平の杉板を幅45mmの押え板で留めます。この位かぶっていればいくら縮んでも大丈夫。

こんな外壁は施工にコストがかかるので、東面と南面のみ木製の外壁を採用して北と西面はガルバリウムにしました。

風通しが良く、日も良く当たるので常に乾燥していてこれなら腐る要素がなさそうです。

セルフビルドには使いやすい素材

施工する場所や環境、施工方法を工夫すれば木材は十分な耐久性を発揮する事が実体験を通して分かりました。

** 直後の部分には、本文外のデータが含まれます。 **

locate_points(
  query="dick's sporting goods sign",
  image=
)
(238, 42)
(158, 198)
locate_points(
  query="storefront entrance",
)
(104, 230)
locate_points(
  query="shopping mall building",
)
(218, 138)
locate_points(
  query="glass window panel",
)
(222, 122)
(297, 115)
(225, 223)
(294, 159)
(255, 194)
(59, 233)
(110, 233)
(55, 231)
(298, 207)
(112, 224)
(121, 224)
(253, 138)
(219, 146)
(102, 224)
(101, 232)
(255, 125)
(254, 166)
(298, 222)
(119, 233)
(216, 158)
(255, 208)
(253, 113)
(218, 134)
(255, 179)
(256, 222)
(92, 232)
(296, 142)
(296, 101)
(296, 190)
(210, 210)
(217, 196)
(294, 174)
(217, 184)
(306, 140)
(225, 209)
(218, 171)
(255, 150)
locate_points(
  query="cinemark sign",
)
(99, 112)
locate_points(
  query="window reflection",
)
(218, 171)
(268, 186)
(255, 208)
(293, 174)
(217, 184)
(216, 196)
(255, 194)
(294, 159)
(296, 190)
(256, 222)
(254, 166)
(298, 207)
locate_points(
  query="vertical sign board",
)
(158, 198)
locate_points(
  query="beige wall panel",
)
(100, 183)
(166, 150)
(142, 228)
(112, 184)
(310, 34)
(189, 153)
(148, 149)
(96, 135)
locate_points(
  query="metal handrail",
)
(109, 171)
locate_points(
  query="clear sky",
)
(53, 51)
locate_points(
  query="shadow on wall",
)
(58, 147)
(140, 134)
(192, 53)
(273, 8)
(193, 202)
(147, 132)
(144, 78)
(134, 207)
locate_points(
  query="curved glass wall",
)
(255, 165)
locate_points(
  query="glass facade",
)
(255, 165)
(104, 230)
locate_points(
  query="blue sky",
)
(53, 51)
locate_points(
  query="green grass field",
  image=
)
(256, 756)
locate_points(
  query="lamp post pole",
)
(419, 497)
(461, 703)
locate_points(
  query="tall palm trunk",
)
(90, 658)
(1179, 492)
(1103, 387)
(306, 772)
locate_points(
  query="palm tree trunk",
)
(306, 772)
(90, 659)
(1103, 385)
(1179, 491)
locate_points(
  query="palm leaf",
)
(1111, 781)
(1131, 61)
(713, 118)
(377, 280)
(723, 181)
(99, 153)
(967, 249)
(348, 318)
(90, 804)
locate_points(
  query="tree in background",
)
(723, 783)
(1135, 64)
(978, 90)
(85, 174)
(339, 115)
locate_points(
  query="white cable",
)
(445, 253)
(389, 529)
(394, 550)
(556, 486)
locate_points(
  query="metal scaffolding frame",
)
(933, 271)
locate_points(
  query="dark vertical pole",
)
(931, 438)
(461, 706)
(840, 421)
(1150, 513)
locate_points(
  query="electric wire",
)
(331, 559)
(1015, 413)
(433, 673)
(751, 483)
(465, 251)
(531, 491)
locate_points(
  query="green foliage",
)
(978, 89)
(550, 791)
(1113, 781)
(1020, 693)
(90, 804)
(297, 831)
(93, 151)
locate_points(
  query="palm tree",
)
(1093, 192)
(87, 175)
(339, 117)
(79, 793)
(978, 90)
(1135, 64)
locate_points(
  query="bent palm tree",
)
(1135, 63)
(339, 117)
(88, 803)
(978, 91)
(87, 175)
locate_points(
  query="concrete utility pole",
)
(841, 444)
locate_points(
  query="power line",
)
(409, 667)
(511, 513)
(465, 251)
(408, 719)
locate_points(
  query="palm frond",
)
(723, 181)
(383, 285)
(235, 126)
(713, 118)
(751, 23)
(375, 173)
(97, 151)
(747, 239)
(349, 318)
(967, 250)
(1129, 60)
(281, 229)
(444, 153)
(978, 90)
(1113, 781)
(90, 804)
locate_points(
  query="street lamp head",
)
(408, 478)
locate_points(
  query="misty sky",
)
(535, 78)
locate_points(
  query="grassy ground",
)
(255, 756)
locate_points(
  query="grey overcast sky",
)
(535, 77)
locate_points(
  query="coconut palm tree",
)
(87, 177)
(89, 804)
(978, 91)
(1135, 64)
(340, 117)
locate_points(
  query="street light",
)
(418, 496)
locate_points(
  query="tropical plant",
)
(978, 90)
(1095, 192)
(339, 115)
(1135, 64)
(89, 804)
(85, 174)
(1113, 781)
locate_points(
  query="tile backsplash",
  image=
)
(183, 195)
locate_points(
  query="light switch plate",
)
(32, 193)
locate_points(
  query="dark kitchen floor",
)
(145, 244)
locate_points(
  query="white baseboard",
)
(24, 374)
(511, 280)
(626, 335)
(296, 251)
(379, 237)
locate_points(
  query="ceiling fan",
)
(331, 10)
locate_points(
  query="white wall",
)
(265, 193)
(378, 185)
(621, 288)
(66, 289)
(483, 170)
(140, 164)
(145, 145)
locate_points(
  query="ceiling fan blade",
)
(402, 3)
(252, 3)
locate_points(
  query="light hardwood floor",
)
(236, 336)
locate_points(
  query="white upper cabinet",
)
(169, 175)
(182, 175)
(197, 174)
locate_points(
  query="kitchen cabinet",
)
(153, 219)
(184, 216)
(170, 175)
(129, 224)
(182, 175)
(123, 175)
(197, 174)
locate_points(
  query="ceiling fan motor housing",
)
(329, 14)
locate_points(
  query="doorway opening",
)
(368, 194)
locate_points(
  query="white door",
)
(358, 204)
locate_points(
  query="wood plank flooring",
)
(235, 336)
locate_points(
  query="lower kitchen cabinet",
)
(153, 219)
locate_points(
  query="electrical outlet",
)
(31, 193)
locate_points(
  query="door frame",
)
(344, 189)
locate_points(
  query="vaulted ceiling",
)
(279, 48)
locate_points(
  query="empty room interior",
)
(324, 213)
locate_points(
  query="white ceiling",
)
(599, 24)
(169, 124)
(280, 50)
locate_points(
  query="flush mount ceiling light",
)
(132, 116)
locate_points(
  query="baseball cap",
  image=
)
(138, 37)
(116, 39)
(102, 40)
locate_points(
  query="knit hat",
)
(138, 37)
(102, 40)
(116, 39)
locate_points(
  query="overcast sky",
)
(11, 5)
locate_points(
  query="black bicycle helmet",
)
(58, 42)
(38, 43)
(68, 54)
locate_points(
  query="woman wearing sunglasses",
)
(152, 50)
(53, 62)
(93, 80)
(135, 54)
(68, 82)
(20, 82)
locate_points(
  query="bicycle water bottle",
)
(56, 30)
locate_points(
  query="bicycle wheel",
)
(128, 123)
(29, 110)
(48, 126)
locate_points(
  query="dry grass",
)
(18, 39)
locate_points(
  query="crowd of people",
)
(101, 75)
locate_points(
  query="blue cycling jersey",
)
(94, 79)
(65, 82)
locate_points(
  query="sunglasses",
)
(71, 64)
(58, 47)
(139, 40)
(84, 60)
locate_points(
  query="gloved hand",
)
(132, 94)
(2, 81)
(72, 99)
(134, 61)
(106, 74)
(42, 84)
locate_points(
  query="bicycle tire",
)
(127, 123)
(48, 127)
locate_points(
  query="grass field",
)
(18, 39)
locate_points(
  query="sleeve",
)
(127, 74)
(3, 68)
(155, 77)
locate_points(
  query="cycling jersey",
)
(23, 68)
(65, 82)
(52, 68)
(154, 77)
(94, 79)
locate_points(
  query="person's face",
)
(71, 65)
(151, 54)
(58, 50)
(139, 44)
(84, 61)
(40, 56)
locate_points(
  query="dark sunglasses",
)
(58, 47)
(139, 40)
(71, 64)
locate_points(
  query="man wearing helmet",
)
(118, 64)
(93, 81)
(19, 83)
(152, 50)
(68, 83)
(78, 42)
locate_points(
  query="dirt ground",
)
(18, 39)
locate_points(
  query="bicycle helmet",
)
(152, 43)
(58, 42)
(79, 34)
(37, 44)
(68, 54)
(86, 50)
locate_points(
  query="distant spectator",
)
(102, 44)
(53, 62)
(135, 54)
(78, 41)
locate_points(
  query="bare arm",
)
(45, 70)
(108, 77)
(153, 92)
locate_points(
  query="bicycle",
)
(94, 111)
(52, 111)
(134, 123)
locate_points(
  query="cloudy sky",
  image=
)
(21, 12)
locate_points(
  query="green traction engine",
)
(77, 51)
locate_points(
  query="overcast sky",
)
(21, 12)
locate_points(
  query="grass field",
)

身近な木だからこそ特別な道具がなくても加工出来ますし、セルフビルドにとっては一番好都合な外壁の材料でしょう。

釘で留まっているだけですから、どこか1枚だけ交換、なんてことも簡単に出来ます。サイディングなどでは到底実現出来ない手軽さです。

セルフビルドだからこそ選択出来る幸せ。

しかし。いくらセルフビルドに好都合とはいえ、住宅メーカーが積極的に木の素材を外壁に採用するのは難しいでしょう。

そんな事から木の外壁はセルフビルドの為にあるといっても過言ではありません。見た目がお洒落で、耐久性も素晴らしい。年を追うごとに変わっていく風合いも楽しめます。

私の息子たちはこの家を親しみを込めて「木のお家」と呼んでいます。木のぬくもりのある外観は、家という物質に美しい生命感を与えてくれます。

使うためには工夫も必要ですが、それだけの価値があったと思っています。